A US review used 1990 US Institute of Medicine (IOM) gestational weight gain recommendations to determine healthy weight gain during pregnancy.[138] The review examined the relationship of gestational weight gain to infant size at birth; pregnancy, labour and delivery complications; neonatal, infant and child outcomes; and maternal weight and health outcomes in US and European populations. It was found that pregnancy weight gains within IOM recommendations are associated with better outcomes. The possible exception is very obese women, who may benefit from weight gains less than the 7kg recommended. Review findings indicated that only about 33% to 40% of US women gained weight within IOM recommendations. Excessive gestational weight gain was found to be more prevalent than inadequate gain, and women’s gestational weight gains tended to follow the recommendations of healthcare providers.

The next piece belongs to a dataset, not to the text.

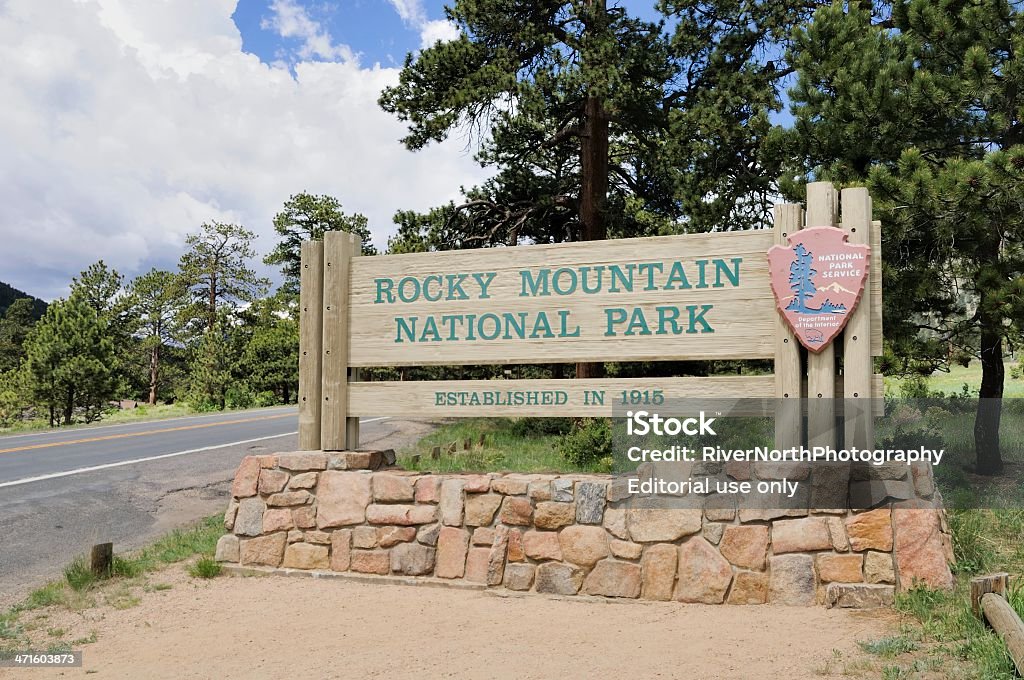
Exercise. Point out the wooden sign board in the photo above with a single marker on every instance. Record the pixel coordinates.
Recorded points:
(706, 296)
(658, 298)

The review identified opportunities for advice and intervention to minimise weight gain among pregnant women, with current interventions demonstrating efficacy in influencing gestational weight gain in low-income women with normal and overweight BMI in the United States and obese women in Scandinavia.[138]

A review published in 2008 examining the impact of obesity on female fertility and fertility treatment highlighted the extent of the impact obesity and overweight have on reproductive health.[139] The authors found there to be a high prevalence of obese women in the infertile population, with numerous studies demonstrating the link between obesity and infertility. Obesity contributes to anovulation and menstrual irregularities, reduced conception rate and a reduced response to fertility treatment, as well as increasing miscarriage and contributing to maternal and perinatal complication. Reduction in obesity, particularly abdominal obesity, is associated with improvements in reproductive functions; the authors therefore recommended that treatment of obesity itself should be the initial aim in obese infertile women, before embarking on ovulation-induction drugs or assisted reproductive techniques. Despite the existence of weight-reduction strategies such as pharmacological and surgical interventions, the authors concluded that lifestyle modification continues to be of paramount importance.[139]